El debate suscitado por las declaraciones de Aznar acerca de la degradación de una determinada forma de hacer televisión ha propiciado la intervención de no pocos articulistas y teóricos del ramo. La mayoría de ellos ha acudido presta a subrayar, cuando no a acentuar, el axioma presidencial según el cual buena parte de los programas televisivos en España está hecha con la piel del escroto más que con la corteza cerebral. Pongamos que, exceptuando notables excesos, hay un fondo de razón en ello: las referencias televisivas de hoy son personajes de medio pelo que hacen de sus excrecencias asuntos de debate nacional y que acaban saturando incluso a sus seguidores más acérrimos. Nada que no sepamos; pueden ser muy graciosos el primer día pero acaban resultando estomagantes. Pero reconozcamos así mismo que la hipocresía ciudadana en este asunto va pareja a la que demuestra en tantos otros: dicen abominar de tanto monstruo deforme pero se tragan los programas sin vaselina. De no ser así no saldrían los números. Y todo ello invita a ciertas reflexiones acerca de lo que la propia televisión ha ido devorando en virtud del carrusel de naderías que rueda y rueda desde hace no pocos años.
El programa de Florentino, en TVE, ha tenido la feliz idea -como la tuvo mi admirada Pepa Fernández en RNE- de emitir un espacio en el que la batuta conductora está en manos de uno de los individuos con más ritmo, más temple, más clase de la historia de este medio: José María Íñigo. Y algunos dirán: ¿Íñigo a estas alturas?, y yo responderé: sí, sí, precisamente a estas alturas es cuando hace falta que tipos como Íñigo se asomen a la ventana y nos recuerden que se puede ser inteligente sin ser redicho y que se puede preguntar con elegancia sin ser un plomo. Las entrevistas que realizan ambos por colleras me invitan a preguntarme por qué extraña razón hemos de prescindir de elementos de probada eficacia: al de Bilbao se lo cepilló la banda de Calviño en cuanto tuvo una excusa y aún estoy yo esperando desde entonces que aparezca un entrevistador que no quiera ser más protagonista que el entrevistado, que pregunte con tres palabras en vez de con cuatro, que escuche lo que le responde el interrogado y que utilice el idioma sin amorcillarlo de gerundios e imperativos. Que no confunda lo incisivo con lo insolente y que no mezcle la intención con la ideología. Que no equivoque la proximidad al entrevistado con el compadreo. Que no desprecie lo que ignora y que no confunda lo popular con lo grosero. En fin, todo eso. Alguno y alguna hay, afortunadamente, pero hay que buscarlos en romerías y peregrinajes por los rincones catódicos más inexplorables.
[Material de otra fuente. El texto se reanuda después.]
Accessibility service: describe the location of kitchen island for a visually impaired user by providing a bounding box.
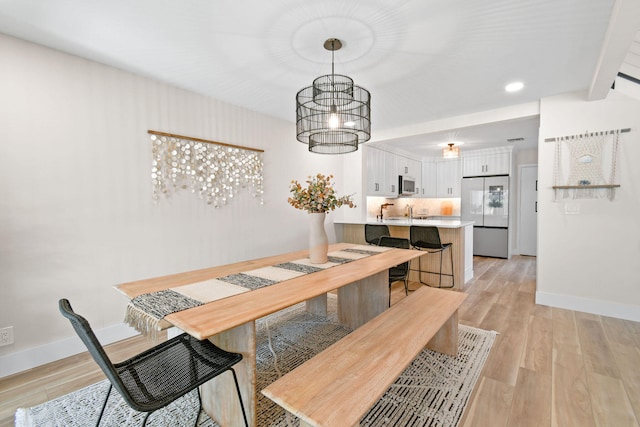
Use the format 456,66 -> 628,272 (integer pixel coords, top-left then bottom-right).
334,218 -> 474,287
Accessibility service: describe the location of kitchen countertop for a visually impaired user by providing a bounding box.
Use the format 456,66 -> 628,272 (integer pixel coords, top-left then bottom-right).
334,218 -> 474,228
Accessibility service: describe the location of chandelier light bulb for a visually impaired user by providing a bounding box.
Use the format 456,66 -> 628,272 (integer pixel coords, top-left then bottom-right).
328,105 -> 340,129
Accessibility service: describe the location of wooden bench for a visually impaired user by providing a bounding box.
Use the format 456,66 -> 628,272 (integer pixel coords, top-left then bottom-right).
261,286 -> 468,427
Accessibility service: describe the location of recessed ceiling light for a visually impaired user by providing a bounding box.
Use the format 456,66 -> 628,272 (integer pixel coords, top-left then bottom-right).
505,81 -> 524,92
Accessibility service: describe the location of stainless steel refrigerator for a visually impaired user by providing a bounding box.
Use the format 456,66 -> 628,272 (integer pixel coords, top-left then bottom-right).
461,176 -> 509,258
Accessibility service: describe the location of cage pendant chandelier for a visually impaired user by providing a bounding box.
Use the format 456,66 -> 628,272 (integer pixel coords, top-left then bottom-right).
296,38 -> 371,154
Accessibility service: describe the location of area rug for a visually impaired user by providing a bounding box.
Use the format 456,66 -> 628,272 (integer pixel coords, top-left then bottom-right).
15,297 -> 496,427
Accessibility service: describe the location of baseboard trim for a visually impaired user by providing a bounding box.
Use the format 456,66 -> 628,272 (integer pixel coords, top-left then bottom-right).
536,291 -> 640,322
464,266 -> 474,284
0,323 -> 139,379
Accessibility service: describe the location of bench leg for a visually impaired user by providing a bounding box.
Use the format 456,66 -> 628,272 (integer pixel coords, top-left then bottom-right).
426,310 -> 459,356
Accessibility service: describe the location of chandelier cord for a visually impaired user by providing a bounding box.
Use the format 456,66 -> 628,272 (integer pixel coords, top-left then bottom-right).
331,40 -> 336,107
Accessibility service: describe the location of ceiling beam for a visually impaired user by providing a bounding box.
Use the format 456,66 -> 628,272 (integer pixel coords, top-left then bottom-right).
588,0 -> 640,100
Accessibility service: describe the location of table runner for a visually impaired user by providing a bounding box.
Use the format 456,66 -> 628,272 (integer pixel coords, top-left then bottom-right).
124,245 -> 390,338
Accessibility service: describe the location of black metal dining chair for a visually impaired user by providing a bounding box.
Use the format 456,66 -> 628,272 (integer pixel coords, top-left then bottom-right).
409,226 -> 454,288
58,299 -> 248,427
378,236 -> 411,306
364,223 -> 390,245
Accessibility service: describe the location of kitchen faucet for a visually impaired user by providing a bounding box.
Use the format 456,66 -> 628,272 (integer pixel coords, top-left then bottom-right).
378,203 -> 394,221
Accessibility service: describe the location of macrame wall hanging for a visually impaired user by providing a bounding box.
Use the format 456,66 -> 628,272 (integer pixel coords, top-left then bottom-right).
548,128 -> 629,201
149,130 -> 264,208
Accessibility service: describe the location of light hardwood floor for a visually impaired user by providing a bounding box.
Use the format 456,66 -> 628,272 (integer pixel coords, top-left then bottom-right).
1,256 -> 639,427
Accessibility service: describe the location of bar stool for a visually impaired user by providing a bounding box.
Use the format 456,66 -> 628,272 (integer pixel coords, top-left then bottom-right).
377,236 -> 411,306
364,224 -> 390,245
409,226 -> 454,288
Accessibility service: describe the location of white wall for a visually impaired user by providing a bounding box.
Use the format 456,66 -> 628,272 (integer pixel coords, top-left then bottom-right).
0,34 -> 346,376
536,90 -> 640,321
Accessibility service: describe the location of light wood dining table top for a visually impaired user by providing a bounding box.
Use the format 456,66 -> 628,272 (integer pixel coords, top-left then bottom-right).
116,243 -> 423,340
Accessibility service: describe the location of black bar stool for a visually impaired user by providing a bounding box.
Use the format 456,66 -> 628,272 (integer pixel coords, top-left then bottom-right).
378,236 -> 411,306
409,226 -> 454,288
364,223 -> 390,245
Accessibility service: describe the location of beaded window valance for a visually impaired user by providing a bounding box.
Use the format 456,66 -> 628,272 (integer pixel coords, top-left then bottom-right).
149,130 -> 264,207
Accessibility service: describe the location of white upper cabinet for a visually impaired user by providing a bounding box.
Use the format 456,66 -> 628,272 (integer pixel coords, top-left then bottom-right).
420,159 -> 461,198
396,155 -> 421,178
364,145 -> 385,196
462,150 -> 511,177
384,150 -> 398,195
365,147 -> 425,197
421,160 -> 437,198
396,155 -> 422,196
364,146 -> 397,197
436,159 -> 462,197
411,159 -> 422,196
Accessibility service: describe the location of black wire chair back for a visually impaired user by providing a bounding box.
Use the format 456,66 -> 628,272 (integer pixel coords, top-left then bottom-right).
59,299 -> 248,427
365,224 -> 390,245
409,226 -> 445,250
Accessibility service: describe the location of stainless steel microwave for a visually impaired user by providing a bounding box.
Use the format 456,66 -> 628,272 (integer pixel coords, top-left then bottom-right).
398,175 -> 416,196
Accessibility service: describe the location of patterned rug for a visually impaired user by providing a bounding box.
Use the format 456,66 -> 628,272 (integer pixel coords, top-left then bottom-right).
15,296 -> 496,427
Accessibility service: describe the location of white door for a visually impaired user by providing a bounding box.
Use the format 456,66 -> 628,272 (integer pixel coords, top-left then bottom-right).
519,165 -> 538,256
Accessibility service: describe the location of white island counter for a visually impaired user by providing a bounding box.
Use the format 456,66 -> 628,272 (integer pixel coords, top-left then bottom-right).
334,218 -> 474,287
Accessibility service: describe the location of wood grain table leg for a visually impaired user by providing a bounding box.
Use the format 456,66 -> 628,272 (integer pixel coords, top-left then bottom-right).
337,270 -> 388,330
202,321 -> 257,427
426,310 -> 459,356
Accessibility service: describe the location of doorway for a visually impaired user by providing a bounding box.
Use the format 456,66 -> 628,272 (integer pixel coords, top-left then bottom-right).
518,164 -> 538,256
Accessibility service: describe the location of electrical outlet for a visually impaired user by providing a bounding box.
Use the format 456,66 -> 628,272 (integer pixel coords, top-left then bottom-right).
0,326 -> 14,346
564,203 -> 580,215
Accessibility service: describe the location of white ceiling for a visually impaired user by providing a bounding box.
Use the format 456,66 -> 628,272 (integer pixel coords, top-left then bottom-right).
0,0 -> 618,155
621,30 -> 640,79
375,115 -> 540,157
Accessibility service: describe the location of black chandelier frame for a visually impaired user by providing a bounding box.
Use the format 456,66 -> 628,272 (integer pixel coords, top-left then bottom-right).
296,38 -> 371,154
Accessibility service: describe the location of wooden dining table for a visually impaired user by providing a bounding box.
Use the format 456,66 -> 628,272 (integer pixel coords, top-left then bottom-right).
116,243 -> 423,427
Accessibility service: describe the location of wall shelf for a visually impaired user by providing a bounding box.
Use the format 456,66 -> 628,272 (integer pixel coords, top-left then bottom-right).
552,184 -> 620,189
552,184 -> 620,201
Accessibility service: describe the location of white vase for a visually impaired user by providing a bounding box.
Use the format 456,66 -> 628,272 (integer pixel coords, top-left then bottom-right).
308,212 -> 328,264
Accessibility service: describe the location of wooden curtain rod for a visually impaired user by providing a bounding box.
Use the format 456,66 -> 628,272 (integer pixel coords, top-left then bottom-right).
147,130 -> 264,153
544,128 -> 630,143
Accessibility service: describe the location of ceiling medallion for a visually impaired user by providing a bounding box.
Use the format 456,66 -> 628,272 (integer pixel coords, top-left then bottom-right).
295,38 -> 371,154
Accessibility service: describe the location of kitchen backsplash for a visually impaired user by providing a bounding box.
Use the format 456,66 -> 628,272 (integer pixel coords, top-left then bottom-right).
367,196 -> 461,219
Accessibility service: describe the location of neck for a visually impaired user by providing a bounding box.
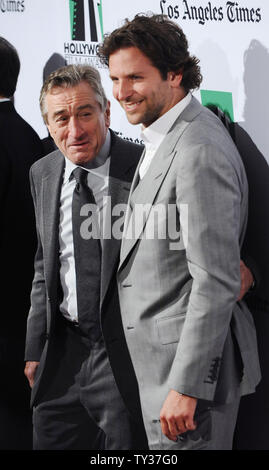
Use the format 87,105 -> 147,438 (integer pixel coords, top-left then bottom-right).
171,87 -> 187,107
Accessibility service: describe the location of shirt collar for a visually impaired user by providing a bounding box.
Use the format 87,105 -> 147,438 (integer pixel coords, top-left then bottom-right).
63,130 -> 111,183
141,92 -> 192,149
0,98 -> 11,103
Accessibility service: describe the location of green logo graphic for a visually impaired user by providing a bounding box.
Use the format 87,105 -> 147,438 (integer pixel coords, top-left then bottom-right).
69,0 -> 103,42
200,89 -> 234,122
97,0 -> 104,39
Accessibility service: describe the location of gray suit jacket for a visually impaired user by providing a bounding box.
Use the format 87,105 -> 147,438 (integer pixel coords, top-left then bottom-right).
117,97 -> 261,443
24,131 -> 145,429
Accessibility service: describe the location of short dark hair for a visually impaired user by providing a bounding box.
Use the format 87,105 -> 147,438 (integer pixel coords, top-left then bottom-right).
98,13 -> 202,92
0,37 -> 20,97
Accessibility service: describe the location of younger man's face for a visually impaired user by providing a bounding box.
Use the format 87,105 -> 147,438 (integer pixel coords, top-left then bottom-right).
109,46 -> 177,128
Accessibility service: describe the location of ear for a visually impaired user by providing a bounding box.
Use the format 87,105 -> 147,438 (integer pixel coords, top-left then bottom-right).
104,100 -> 111,128
46,121 -> 53,137
168,70 -> 183,88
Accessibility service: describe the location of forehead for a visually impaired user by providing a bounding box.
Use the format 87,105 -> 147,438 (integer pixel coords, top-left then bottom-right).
45,81 -> 99,112
109,46 -> 157,76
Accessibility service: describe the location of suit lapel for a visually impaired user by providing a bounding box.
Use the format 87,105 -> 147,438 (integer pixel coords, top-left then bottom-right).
122,147 -> 146,234
100,132 -> 140,306
119,97 -> 203,269
100,178 -> 131,305
119,145 -> 177,268
41,154 -> 64,299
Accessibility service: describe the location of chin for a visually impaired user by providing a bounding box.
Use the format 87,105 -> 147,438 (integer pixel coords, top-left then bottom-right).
126,114 -> 143,126
67,153 -> 90,165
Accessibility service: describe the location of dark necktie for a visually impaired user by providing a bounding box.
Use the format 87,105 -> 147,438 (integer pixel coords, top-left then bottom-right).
72,167 -> 102,340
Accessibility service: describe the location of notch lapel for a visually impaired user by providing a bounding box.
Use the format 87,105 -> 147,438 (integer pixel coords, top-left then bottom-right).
41,154 -> 64,300
100,132 -> 142,306
119,146 -> 177,269
119,97 -> 203,270
100,177 -> 131,305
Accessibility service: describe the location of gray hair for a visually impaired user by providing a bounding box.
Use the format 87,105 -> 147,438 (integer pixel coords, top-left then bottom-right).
40,64 -> 107,123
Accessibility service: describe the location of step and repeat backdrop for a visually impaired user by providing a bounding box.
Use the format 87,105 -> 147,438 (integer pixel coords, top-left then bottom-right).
0,0 -> 268,162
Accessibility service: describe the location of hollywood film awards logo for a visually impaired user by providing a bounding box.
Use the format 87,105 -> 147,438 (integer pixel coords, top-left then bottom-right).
64,0 -> 104,68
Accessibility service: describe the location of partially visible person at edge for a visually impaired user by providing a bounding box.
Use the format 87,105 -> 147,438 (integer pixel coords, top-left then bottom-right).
0,37 -> 43,449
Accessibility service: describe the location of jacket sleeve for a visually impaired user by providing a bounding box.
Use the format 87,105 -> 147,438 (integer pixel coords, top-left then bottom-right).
24,166 -> 47,361
167,137 -> 244,401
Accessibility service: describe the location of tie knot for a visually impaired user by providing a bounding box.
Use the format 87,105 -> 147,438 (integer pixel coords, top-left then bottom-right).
73,167 -> 88,185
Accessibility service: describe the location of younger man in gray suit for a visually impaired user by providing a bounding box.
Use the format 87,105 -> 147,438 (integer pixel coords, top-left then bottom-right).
99,14 -> 261,450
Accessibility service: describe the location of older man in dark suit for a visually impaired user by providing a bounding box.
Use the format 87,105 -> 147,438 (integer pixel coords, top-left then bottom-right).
24,64 -> 148,450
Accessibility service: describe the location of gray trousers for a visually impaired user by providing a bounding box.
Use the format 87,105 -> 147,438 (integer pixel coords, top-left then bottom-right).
33,319 -> 135,450
150,394 -> 241,450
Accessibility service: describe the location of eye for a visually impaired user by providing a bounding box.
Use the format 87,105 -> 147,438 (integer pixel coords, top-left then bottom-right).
56,115 -> 68,123
79,111 -> 92,119
130,75 -> 143,81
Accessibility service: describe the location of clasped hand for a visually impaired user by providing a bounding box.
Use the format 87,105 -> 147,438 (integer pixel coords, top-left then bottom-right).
160,389 -> 197,441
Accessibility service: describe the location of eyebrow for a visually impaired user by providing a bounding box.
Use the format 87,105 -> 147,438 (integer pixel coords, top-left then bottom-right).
51,104 -> 95,120
109,72 -> 144,80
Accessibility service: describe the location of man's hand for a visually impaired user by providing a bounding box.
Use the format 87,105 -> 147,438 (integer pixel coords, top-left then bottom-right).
238,260 -> 254,300
160,389 -> 197,441
24,361 -> 40,388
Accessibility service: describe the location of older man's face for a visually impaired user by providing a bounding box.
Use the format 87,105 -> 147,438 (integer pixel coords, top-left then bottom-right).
46,81 -> 110,164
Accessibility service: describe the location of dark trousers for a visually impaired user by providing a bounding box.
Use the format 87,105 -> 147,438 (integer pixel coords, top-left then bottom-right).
233,305 -> 269,449
0,337 -> 32,449
33,319 -> 137,450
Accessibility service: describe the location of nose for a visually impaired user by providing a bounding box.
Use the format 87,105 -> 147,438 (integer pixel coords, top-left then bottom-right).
114,79 -> 133,102
68,117 -> 85,139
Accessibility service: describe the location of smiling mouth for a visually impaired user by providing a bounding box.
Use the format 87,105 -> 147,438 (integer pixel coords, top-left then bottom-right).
122,100 -> 144,112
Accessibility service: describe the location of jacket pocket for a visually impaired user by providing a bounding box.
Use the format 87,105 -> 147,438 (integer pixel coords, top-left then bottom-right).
156,312 -> 185,345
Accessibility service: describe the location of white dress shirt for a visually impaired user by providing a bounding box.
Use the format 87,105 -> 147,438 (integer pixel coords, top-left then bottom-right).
139,93 -> 192,179
59,130 -> 111,322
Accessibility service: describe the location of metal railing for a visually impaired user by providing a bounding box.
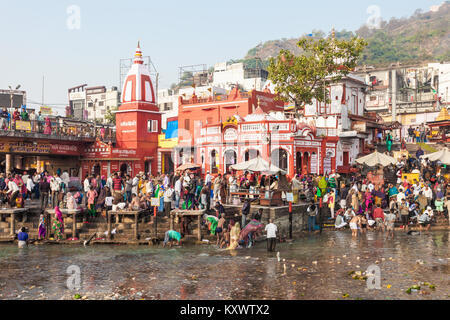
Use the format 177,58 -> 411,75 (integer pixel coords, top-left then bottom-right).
0,117 -> 116,142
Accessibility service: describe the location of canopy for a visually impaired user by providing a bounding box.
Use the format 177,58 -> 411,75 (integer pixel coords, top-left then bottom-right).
355,151 -> 397,167
175,163 -> 201,172
421,147 -> 450,165
230,156 -> 287,175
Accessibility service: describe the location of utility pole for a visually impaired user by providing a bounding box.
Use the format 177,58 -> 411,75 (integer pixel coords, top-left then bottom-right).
41,76 -> 45,106
415,69 -> 418,113
392,69 -> 397,122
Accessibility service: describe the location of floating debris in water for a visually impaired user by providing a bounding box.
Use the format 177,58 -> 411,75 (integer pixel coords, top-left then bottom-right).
416,259 -> 424,265
312,261 -> 317,265
276,252 -> 281,262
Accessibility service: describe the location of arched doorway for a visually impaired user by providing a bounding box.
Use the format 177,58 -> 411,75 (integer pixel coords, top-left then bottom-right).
210,150 -> 218,174
271,148 -> 288,172
224,150 -> 237,173
296,152 -> 302,175
145,160 -> 152,174
244,149 -> 260,161
120,163 -> 129,177
303,152 -> 310,174
92,163 -> 101,176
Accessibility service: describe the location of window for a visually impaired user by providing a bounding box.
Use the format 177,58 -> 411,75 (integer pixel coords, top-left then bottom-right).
147,120 -> 158,133
98,101 -> 104,106
185,119 -> 190,130
88,102 -> 93,108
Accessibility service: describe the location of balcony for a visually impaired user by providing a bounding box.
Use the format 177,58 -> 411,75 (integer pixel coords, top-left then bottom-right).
0,118 -> 116,143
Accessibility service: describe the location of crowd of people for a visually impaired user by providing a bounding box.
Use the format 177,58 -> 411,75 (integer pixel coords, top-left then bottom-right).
4,141 -> 450,247
0,106 -> 115,140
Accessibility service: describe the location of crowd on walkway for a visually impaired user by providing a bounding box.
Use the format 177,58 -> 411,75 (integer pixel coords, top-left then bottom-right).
4,141 -> 450,247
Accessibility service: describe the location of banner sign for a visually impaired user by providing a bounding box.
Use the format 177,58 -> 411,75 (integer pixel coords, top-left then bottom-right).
15,120 -> 32,132
0,141 -> 80,155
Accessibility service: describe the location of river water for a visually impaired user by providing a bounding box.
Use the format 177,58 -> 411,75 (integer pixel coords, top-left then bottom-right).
0,230 -> 448,300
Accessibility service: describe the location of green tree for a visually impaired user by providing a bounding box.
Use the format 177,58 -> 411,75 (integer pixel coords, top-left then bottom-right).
267,35 -> 367,115
104,110 -> 116,125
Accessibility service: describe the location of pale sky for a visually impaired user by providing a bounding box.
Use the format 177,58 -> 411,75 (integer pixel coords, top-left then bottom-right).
0,0 -> 441,112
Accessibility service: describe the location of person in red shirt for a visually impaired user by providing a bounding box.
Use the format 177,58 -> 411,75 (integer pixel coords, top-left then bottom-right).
373,205 -> 385,232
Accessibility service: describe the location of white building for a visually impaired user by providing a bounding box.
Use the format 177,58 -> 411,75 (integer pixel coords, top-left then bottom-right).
301,74 -> 371,168
212,62 -> 268,92
69,85 -> 120,123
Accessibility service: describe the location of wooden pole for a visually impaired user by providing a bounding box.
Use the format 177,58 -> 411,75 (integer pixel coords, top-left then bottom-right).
197,214 -> 201,241
107,211 -> 111,240
10,212 -> 15,236
289,202 -> 293,239
72,212 -> 77,239
169,210 -> 173,231
134,212 -> 138,240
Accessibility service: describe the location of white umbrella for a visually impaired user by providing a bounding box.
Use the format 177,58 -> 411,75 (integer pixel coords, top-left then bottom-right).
355,151 -> 397,167
230,156 -> 287,174
421,148 -> 450,165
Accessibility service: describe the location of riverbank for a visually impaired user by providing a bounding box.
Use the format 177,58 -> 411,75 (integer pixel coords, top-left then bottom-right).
0,230 -> 448,300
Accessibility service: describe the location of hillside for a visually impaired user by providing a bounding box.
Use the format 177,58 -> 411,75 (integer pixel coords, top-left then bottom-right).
240,2 -> 450,68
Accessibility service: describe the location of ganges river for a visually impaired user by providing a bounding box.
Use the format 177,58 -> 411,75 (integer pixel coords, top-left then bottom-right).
0,230 -> 448,300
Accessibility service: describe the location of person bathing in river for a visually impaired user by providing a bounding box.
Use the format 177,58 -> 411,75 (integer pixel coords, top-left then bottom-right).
162,230 -> 183,247
17,227 -> 29,248
349,215 -> 361,238
216,213 -> 226,246
38,213 -> 46,240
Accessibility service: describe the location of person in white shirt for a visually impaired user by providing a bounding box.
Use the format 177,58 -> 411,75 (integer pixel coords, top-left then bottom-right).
174,177 -> 182,208
83,175 -> 91,206
205,171 -> 212,187
422,185 -> 433,206
265,219 -> 278,252
7,180 -> 20,207
163,186 -> 174,216
26,177 -> 35,200
50,176 -> 62,208
131,175 -> 139,196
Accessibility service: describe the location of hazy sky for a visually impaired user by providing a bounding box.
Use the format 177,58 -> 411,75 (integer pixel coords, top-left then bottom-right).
0,0 -> 441,111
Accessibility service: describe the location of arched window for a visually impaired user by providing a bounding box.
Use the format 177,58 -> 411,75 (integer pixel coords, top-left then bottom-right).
224,150 -> 237,173
271,148 -> 288,172
244,149 -> 260,161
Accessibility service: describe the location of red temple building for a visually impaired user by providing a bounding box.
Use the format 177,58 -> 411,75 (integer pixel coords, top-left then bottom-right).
81,43 -> 161,177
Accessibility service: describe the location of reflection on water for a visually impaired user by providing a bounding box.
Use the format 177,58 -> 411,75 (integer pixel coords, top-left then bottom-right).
0,231 -> 448,300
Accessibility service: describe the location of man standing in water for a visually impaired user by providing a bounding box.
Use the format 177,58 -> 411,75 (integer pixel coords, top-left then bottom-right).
163,230 -> 183,247
17,227 -> 29,248
265,219 -> 278,252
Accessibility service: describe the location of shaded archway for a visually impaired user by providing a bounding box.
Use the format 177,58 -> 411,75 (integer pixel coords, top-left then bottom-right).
244,149 -> 260,161
210,150 -> 218,174
92,163 -> 101,176
120,163 -> 130,177
224,149 -> 237,173
303,152 -> 310,174
271,148 -> 288,172
296,152 -> 302,175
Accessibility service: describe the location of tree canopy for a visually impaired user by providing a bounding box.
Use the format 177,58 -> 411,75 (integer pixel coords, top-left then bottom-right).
267,35 -> 367,114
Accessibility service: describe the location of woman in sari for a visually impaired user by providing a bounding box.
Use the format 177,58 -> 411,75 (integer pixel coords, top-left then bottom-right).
86,186 -> 98,218
38,214 -> 46,240
52,206 -> 64,241
227,222 -> 241,250
204,214 -> 219,235
43,116 -> 52,135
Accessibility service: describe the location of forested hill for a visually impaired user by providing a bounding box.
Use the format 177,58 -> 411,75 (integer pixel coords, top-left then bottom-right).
238,2 -> 450,68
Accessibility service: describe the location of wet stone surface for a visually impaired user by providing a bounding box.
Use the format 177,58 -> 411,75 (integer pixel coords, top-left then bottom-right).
0,230 -> 448,300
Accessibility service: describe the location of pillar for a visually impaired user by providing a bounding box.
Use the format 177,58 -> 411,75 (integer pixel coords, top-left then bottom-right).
36,156 -> 42,173
15,156 -> 22,170
5,154 -> 12,174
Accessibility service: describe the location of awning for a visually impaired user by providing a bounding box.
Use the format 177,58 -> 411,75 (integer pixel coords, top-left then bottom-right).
81,158 -> 141,161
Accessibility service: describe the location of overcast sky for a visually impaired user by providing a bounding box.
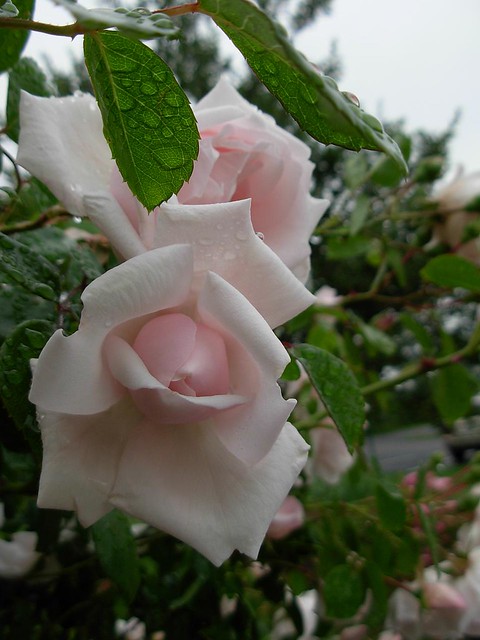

La televisión de los Íñigos -que demuestra estar más en forma que muchos de los chavalotes alegres que se plantan delante de una cámara- fue bastante más ejemplar de lo que se supone: técnicamente era más deficiente, como parece lógico, pero resultaba tan criticable en algunos aspectos como intachable en otros; y eso, que se evidencia tan palmario a la vista de lo que hay, no ha resultado políticamente correcto afirmarlo hasta que la vuelta de Íñigo a las cámaras ha recordado a la audiencia que aún quedan tipos que hacen las cosas con normalidad y naturalidad, sin retorcerse a sí mismos en el más difícil todavía y sin abrirse el abrigo para exhibir alguna vergüenza barata.
Cosa que si hay que agradecérsela a Flo lo hago con muchísimo gusto. Larga vida a la idea, larga vida.